We now set out to prove the general pattern that was conjectured to hold in lesson 3. Namely, we set out to show that if a set has N elements in it—where N is a finite number—then that set always has exactly $2^N$ distinct subsets. Although this lesson is primarily intended for mathematical rigor and completeness (where I try to minimize the amount of times you have to “take things on faith”), it will also provide some good examples of how we need to get creative when we prove things. There are several ways to prove that this pattern holds, and some of these methods require fancier machinery than we currently have available. However, with a little creativity, we can make the result obvious just from the theory of sets and functions that we’ve developed so far.

Before I begin, however, let me wax philosophical for just a bit longer. In particular, let me (somewhat) briefly discuss what a mathematical proof really is.

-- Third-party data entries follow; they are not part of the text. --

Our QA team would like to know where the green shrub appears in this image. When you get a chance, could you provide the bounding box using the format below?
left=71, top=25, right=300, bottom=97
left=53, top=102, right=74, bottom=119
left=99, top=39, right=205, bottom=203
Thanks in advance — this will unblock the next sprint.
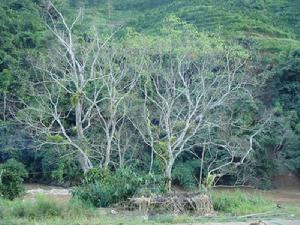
left=72, top=168, right=141, bottom=207
left=211, top=190, right=274, bottom=215
left=0, top=159, right=28, bottom=200
left=172, top=160, right=200, bottom=189
left=72, top=168, right=166, bottom=207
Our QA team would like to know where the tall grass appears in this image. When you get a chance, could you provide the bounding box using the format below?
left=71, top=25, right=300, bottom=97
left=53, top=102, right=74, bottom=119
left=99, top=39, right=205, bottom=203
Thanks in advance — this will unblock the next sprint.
left=0, top=195, right=91, bottom=220
left=211, top=190, right=275, bottom=215
left=1, top=191, right=297, bottom=225
left=0, top=195, right=146, bottom=225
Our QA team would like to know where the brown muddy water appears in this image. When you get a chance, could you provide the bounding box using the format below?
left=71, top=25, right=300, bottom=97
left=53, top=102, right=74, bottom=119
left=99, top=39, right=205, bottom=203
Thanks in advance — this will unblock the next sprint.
left=214, top=173, right=300, bottom=204
left=213, top=186, right=300, bottom=204
left=24, top=183, right=71, bottom=202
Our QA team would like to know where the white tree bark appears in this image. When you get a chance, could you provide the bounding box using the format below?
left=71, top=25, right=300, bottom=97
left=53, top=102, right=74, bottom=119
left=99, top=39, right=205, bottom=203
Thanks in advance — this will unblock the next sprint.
left=134, top=44, right=261, bottom=190
left=17, top=1, right=140, bottom=172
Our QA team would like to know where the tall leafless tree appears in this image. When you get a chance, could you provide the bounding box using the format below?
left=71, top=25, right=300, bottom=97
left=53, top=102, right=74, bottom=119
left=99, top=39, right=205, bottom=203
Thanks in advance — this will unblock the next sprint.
left=133, top=43, right=264, bottom=190
left=17, top=2, right=141, bottom=172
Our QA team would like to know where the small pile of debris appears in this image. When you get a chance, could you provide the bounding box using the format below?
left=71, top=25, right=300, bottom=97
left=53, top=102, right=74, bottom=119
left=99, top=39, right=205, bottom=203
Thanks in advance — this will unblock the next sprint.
left=130, top=192, right=214, bottom=216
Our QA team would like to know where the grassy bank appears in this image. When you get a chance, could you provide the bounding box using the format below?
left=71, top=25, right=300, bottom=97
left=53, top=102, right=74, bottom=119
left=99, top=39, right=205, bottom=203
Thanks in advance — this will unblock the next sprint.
left=211, top=190, right=275, bottom=215
left=1, top=191, right=299, bottom=225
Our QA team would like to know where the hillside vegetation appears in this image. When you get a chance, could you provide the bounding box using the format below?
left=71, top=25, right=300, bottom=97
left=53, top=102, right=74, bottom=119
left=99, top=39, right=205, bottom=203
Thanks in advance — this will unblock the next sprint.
left=0, top=0, right=299, bottom=201
left=66, top=0, right=300, bottom=58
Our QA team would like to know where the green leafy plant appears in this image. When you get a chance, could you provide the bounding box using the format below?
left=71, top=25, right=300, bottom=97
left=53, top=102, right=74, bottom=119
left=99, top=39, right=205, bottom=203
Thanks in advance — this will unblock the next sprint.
left=72, top=168, right=140, bottom=207
left=205, top=173, right=217, bottom=190
left=172, top=160, right=200, bottom=189
left=0, top=159, right=28, bottom=200
left=72, top=168, right=166, bottom=207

This is a very deep question—one that I will have much more to say about in other parts of this site, and one which has no real clear answer. One relatively well agreed upon definition of a proof, and the definition that I’ll go with here, is a finite sequence of logically deduced and unassailably true statements which demonstrates the validity of a final statement. Now, there are lots of terms in there that are ill-defined and/or contentious, and there’s nothing I can do about that here. As I said, this is a huge question—one which I have no pretention of being able to do justice to here. One thing we can gather from this definition, however, is the notion that a proof should kind of lay a red carpet out for your mind, leading your brain one step at a time through a supremely convincing argument for the validity of some statement, using previously determined truths and logical manipulations. Thus, when proving a statement it does not matter whether one needs to invoke some high powered theorem about braided monoidal categories or can attain the desired result using nothing but basic arithmetic. All that matters is rigor and clarity. In fact, it is often the simple short proofs that inject the beauty into math, and not the 150 page tours de force that some theorems seem to require.

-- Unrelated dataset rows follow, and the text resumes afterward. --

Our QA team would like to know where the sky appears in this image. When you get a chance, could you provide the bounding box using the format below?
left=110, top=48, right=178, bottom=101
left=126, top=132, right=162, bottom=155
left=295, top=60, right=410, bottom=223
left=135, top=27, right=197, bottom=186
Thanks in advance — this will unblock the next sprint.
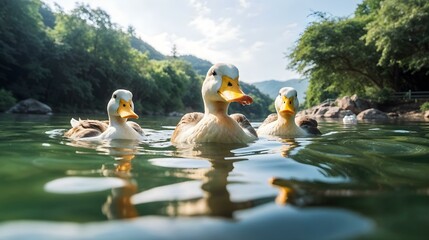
left=42, top=0, right=362, bottom=83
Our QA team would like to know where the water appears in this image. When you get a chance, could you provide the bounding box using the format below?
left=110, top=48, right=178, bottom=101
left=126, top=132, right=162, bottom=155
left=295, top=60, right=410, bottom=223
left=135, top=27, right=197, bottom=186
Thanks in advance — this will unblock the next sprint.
left=0, top=113, right=429, bottom=239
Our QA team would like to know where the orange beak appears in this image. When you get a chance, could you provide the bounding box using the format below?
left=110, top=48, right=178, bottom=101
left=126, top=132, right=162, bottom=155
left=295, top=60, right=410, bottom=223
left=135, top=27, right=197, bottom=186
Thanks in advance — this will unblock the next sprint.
left=218, top=75, right=253, bottom=105
left=117, top=99, right=139, bottom=119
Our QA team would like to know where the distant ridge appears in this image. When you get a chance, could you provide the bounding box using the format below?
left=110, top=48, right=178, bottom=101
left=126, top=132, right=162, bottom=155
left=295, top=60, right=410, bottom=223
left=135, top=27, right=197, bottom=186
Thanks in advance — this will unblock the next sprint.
left=252, top=79, right=309, bottom=104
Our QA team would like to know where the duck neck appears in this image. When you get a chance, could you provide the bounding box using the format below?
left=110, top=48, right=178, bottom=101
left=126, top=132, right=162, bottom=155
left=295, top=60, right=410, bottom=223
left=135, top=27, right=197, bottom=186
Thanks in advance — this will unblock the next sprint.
left=204, top=99, right=229, bottom=117
left=277, top=114, right=296, bottom=127
left=109, top=115, right=127, bottom=127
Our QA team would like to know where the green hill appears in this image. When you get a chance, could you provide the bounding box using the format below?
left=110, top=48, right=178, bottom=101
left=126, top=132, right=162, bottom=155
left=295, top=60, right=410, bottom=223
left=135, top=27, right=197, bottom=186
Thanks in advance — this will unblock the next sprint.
left=130, top=36, right=166, bottom=60
left=178, top=55, right=212, bottom=76
left=252, top=79, right=309, bottom=104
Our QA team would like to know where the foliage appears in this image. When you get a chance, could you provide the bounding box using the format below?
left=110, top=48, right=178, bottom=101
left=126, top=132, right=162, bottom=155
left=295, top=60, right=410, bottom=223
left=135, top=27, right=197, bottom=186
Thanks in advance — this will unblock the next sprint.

The above paragraph is only there to make explicit what I mean by “proving the pattern”. Namely, I will provide a sequence of statements that make it “obvious” that a set with N elements must have $2^N$ distinct subsets. Before beginning, however, I must introduce one small piece of machinery. We’ve already defined sets and saw that we could just as well define a set of sets, whose elements are themselves sets (see lesson 4). Now let us consider sets of functions. This isn’t so bad, it’s just a set whose individual elements are functions! This is possible since we have a way of distinguishing two functions from each other: we say two functions f and g are the same, or equal, if their domains and codomains are the same, and if $f(a)=g(a)$ for each $a$ in the domain. This is just the technical way of saying that if the functions act on the same domain in the same exact way, then they’re the same. This is an obvious definition of equality.

Let’s see an example of a set of functions. Consider the sets $A=\{1, 2\}$ and $B=\{a, b\}$ . There are only possible 4 functions that we can define from A to B, since we can have

$1 \rightarrow a\ \mathrm{and}\ 2 \rightarrow a$ ,

or $1 \rightarrow a\ \mathrm{and}\ 2 \rightarrow b$ ,

or $1\rightarrow b\ \mathrm{and}\ 2\rightarrow a$ ,

or $1 \rightarrow b\ \mathrm{and}\ 2\rightarrow b.$ .

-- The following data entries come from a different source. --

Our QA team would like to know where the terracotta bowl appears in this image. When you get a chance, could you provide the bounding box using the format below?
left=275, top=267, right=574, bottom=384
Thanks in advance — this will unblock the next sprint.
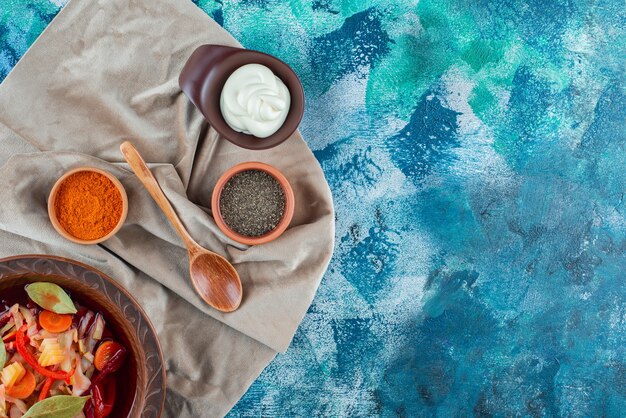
left=48, top=167, right=128, bottom=245
left=0, top=255, right=165, bottom=417
left=179, top=44, right=305, bottom=150
left=211, top=162, right=295, bottom=246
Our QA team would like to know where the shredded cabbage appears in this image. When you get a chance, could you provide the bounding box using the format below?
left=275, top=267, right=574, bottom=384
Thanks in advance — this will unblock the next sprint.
left=78, top=312, right=93, bottom=338
left=1, top=363, right=25, bottom=389
left=8, top=404, right=20, bottom=418
left=58, top=330, right=75, bottom=373
left=4, top=396, right=26, bottom=414
left=0, top=322, right=14, bottom=337
left=7, top=307, right=21, bottom=332
left=17, top=309, right=32, bottom=328
left=70, top=352, right=91, bottom=396
left=91, top=314, right=105, bottom=340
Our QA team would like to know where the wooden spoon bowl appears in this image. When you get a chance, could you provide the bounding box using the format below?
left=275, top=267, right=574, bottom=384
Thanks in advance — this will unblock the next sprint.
left=120, top=141, right=242, bottom=312
left=189, top=252, right=243, bottom=310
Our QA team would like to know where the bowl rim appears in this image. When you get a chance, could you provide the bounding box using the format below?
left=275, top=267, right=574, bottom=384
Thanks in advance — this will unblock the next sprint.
left=0, top=254, right=166, bottom=417
left=48, top=167, right=129, bottom=245
left=211, top=162, right=295, bottom=246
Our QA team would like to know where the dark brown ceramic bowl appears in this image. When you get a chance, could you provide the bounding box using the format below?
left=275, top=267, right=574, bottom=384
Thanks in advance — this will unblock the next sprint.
left=179, top=44, right=305, bottom=150
left=0, top=255, right=165, bottom=418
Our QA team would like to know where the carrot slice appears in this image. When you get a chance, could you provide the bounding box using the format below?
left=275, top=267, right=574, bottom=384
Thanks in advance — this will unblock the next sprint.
left=7, top=369, right=36, bottom=399
left=39, top=310, right=72, bottom=333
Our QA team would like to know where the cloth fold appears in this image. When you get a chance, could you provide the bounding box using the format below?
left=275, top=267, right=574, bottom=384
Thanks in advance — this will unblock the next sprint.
left=0, top=0, right=334, bottom=416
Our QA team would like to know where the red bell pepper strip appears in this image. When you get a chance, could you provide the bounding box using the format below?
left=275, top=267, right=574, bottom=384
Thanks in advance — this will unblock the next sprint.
left=15, top=327, right=74, bottom=384
left=38, top=377, right=54, bottom=401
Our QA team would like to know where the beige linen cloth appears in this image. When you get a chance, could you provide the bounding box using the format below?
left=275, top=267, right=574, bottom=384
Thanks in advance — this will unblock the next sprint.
left=0, top=0, right=334, bottom=416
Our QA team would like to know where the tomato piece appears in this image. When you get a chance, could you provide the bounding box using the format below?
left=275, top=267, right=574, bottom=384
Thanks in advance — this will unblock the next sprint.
left=94, top=341, right=126, bottom=373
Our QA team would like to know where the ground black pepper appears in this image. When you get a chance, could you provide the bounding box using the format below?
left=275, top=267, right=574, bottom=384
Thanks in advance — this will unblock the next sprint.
left=219, top=169, right=286, bottom=237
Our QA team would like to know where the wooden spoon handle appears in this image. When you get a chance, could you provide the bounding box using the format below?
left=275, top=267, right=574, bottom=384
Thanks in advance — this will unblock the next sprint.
left=120, top=141, right=197, bottom=251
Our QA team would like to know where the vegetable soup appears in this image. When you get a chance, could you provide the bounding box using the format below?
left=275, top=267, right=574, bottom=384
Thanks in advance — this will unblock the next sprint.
left=0, top=282, right=134, bottom=418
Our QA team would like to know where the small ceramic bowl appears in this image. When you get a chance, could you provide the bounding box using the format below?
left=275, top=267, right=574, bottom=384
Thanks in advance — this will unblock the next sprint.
left=48, top=167, right=128, bottom=245
left=0, top=255, right=166, bottom=417
left=211, top=162, right=295, bottom=245
left=179, top=44, right=305, bottom=150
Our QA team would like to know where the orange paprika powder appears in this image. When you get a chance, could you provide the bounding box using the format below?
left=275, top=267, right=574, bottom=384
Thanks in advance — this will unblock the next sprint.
left=54, top=171, right=123, bottom=240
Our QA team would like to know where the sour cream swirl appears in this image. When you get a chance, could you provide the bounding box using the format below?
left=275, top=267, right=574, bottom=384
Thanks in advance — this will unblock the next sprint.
left=219, top=64, right=291, bottom=138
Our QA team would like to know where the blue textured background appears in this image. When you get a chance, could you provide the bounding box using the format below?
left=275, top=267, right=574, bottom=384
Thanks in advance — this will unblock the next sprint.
left=2, top=0, right=626, bottom=416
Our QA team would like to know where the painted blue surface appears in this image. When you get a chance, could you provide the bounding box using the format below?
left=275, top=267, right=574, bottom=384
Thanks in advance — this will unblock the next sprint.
left=2, top=0, right=625, bottom=416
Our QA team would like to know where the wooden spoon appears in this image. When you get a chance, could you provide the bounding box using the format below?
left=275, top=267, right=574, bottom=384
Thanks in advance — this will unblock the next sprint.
left=120, top=141, right=242, bottom=312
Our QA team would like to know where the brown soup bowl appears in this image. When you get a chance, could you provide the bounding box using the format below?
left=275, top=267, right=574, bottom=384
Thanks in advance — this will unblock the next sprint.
left=0, top=255, right=165, bottom=418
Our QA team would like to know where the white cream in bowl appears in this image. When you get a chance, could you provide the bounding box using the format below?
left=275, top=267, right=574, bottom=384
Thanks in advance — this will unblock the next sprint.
left=219, top=64, right=291, bottom=138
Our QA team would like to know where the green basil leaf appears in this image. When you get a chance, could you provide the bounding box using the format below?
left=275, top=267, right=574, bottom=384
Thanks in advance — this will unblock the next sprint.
left=22, top=395, right=90, bottom=418
left=25, top=283, right=77, bottom=314
left=0, top=336, right=5, bottom=368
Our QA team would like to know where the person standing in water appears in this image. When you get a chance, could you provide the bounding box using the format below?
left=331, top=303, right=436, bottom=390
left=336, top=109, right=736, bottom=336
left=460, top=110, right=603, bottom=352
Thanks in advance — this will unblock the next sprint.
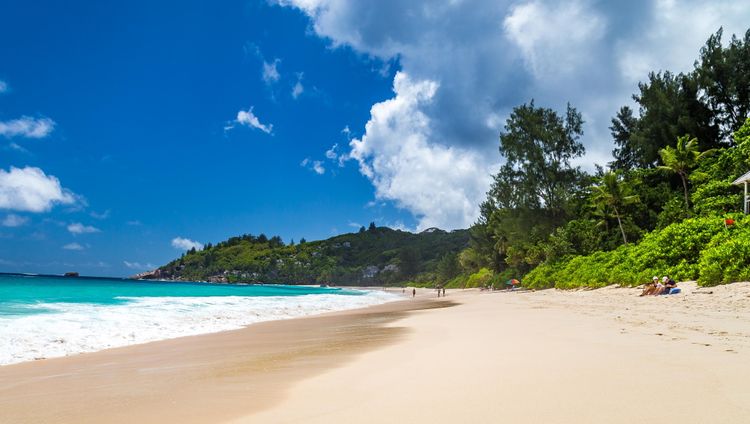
left=412, top=288, right=416, bottom=298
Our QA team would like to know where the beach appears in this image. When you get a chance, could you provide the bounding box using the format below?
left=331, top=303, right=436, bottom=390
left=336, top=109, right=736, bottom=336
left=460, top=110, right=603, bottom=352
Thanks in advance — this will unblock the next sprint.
left=2, top=284, right=750, bottom=423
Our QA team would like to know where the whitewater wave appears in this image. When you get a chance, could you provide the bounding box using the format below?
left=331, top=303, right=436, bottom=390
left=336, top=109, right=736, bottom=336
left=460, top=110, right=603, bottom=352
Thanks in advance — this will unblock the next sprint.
left=0, top=290, right=400, bottom=366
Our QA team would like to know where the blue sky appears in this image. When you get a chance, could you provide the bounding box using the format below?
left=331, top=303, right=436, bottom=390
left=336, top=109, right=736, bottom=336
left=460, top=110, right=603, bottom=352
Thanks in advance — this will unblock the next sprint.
left=1, top=1, right=749, bottom=276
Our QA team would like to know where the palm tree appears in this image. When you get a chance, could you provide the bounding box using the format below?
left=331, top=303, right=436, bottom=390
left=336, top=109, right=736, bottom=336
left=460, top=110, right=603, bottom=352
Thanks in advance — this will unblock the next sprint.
left=590, top=172, right=639, bottom=245
left=658, top=135, right=711, bottom=208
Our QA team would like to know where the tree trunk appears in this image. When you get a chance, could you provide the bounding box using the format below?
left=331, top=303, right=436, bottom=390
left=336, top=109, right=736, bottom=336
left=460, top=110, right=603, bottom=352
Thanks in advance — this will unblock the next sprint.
left=614, top=207, right=628, bottom=245
left=680, top=172, right=690, bottom=209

Any other function from A to B must be equal to one of these functions, so if we label these four functions as $f_1, f_2, f_3,$ and $f_4$ then we can form the set $\{f_1, f_2, f_3, f_4\}$ of functions from A to B.

Now we’re ready to prove the pattern. How does all of this “sets of functions” business relate to the distinct subsets of a set? Well, in a very natural way actually! For let A be a set with N elements and let B be a subset of A. We can then fully characterize B by considering a clever function from A to the set $\{0,1\}$ as follows. Let’s define the function $f_B$ (just a label) from A to $\{0,1\}$ to be the function which sends an element in A to 0 if that element is not in B, and to 1 if that element is in B. Thus, the elements in B are simply the elements in A that get sent to 1 by the function $f_B$ .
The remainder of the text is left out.